Do We Really Want the President to be Just Another Pundit?

Washington Post's Michael Gerson brings some sanity, perspective, and much needed reality to the Cordoba House debate and the president's statement on the subject. As pundits, bloggers, and political opportunists write column mile after column mile hammering Obama for standing with the Constitution, he reminds us that the president is actually The President, not some idiot talking head on cable news or a blogger with an ax to grind.

Oval Office[T]he view from the Oval Office differs from the view from a keyboard. A president does not merely have opinions; he has duties to the Constitution and to the citizens he serves -- including millions of Muslim citizens. His primary concern is not the sifting of sensitivities but the protection of the American people and the vindication of their rights.

By this standard, Obama had no choice but the general path he took.
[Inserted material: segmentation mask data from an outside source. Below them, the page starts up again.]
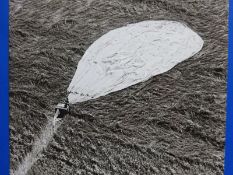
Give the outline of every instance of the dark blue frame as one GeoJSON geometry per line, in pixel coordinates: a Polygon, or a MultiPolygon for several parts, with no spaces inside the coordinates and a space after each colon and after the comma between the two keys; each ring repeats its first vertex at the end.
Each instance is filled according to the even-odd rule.
{"type": "Polygon", "coordinates": [[[9,174],[8,0],[0,0],[0,174],[9,174]]]}
{"type": "MultiPolygon", "coordinates": [[[[227,122],[224,174],[233,174],[233,1],[229,0],[229,49],[227,83],[227,122]]],[[[8,0],[0,0],[0,174],[8,175],[9,95],[8,95],[8,0]]]]}
{"type": "Polygon", "coordinates": [[[233,1],[229,0],[227,119],[224,174],[233,174],[233,1]]]}

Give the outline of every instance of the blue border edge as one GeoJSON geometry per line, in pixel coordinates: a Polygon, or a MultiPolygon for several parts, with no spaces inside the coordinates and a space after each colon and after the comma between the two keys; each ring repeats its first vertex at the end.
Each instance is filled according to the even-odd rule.
{"type": "Polygon", "coordinates": [[[233,1],[229,0],[227,117],[224,174],[233,174],[233,1]]]}
{"type": "Polygon", "coordinates": [[[0,174],[10,172],[9,158],[9,82],[8,19],[9,1],[0,0],[0,174]]]}

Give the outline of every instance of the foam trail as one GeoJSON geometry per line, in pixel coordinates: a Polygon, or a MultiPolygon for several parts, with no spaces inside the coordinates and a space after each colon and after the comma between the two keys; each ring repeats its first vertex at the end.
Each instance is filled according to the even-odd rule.
{"type": "Polygon", "coordinates": [[[25,175],[31,169],[33,164],[41,157],[41,152],[48,146],[49,142],[53,138],[53,134],[61,123],[57,123],[53,127],[53,120],[48,120],[46,126],[42,130],[40,136],[34,142],[32,151],[27,154],[21,164],[19,164],[17,170],[11,174],[13,175],[25,175]]]}

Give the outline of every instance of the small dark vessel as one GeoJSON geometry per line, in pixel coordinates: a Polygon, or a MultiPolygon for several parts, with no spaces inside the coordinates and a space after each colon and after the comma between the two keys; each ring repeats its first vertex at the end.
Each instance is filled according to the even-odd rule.
{"type": "Polygon", "coordinates": [[[55,107],[55,115],[53,118],[53,125],[55,126],[57,121],[60,121],[65,115],[70,113],[70,105],[68,98],[63,103],[58,103],[55,107]]]}

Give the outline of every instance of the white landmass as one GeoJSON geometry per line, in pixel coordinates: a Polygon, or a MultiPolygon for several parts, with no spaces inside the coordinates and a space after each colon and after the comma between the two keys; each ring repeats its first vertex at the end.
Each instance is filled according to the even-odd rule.
{"type": "Polygon", "coordinates": [[[203,40],[175,21],[143,21],[96,40],[68,87],[74,104],[127,88],[170,70],[201,50],[203,40]]]}

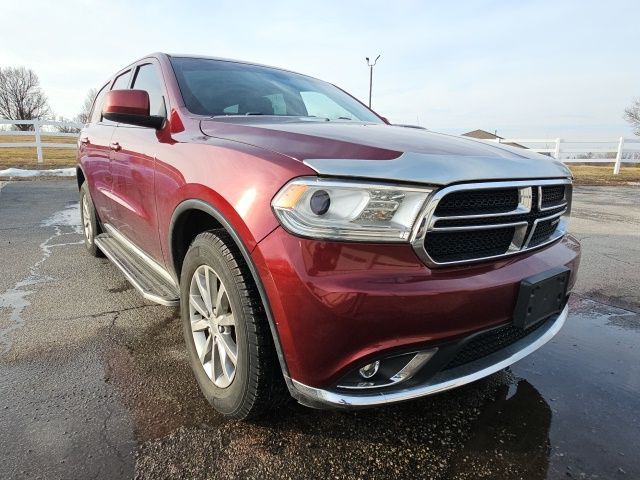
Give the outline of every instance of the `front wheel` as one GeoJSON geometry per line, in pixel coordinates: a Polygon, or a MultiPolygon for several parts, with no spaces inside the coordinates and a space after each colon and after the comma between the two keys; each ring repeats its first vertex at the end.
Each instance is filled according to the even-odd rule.
{"type": "Polygon", "coordinates": [[[231,237],[205,232],[191,244],[180,276],[189,361],[213,407],[235,419],[280,403],[284,380],[260,296],[231,237]]]}

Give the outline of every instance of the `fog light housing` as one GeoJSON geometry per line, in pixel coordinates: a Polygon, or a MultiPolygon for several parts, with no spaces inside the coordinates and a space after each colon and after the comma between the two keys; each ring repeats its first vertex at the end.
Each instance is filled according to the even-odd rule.
{"type": "Polygon", "coordinates": [[[379,368],[380,368],[380,360],[376,360],[375,362],[362,367],[360,370],[358,370],[358,373],[365,380],[369,380],[376,373],[378,373],[379,368]]]}
{"type": "Polygon", "coordinates": [[[404,353],[354,368],[337,383],[338,388],[361,390],[398,385],[416,375],[433,358],[437,348],[404,353]]]}

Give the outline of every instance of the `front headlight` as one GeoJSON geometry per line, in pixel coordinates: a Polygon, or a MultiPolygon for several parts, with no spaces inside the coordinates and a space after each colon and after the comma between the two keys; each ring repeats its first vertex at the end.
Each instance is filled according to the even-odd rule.
{"type": "Polygon", "coordinates": [[[303,237],[401,242],[431,191],[308,177],[286,184],[271,205],[282,226],[303,237]]]}

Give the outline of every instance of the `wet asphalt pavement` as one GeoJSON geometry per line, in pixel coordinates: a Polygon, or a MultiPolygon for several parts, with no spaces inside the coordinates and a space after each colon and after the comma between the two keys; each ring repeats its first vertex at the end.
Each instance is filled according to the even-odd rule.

No president, of any party or ideology, could tell millions of Americans that their sacred building desecrates American holy ground. This would understandably be taken as a presidential assault on the deepest beliefs of his fellow citizens. It would be an unprecedented act of sectarianism, alienating an entire faith tradition from the American experiment. If a church or synagogue can be built on a commercial street in Lower Manhattan, declaring a mosque off-limits would officially equate Islam with violence and terrorism. No president would consider making such a statement. And those commentators who urge the president to do so fundamentally misunderstand the presidency itself.


In short, the people expecting Obama to come out swinging against Cordoba House think of him as just another political blowhard, no more important to the country than Rush Limbaugh. They have a deep, deep misunderstanding of what America actually is -- not just of what the Constitution says.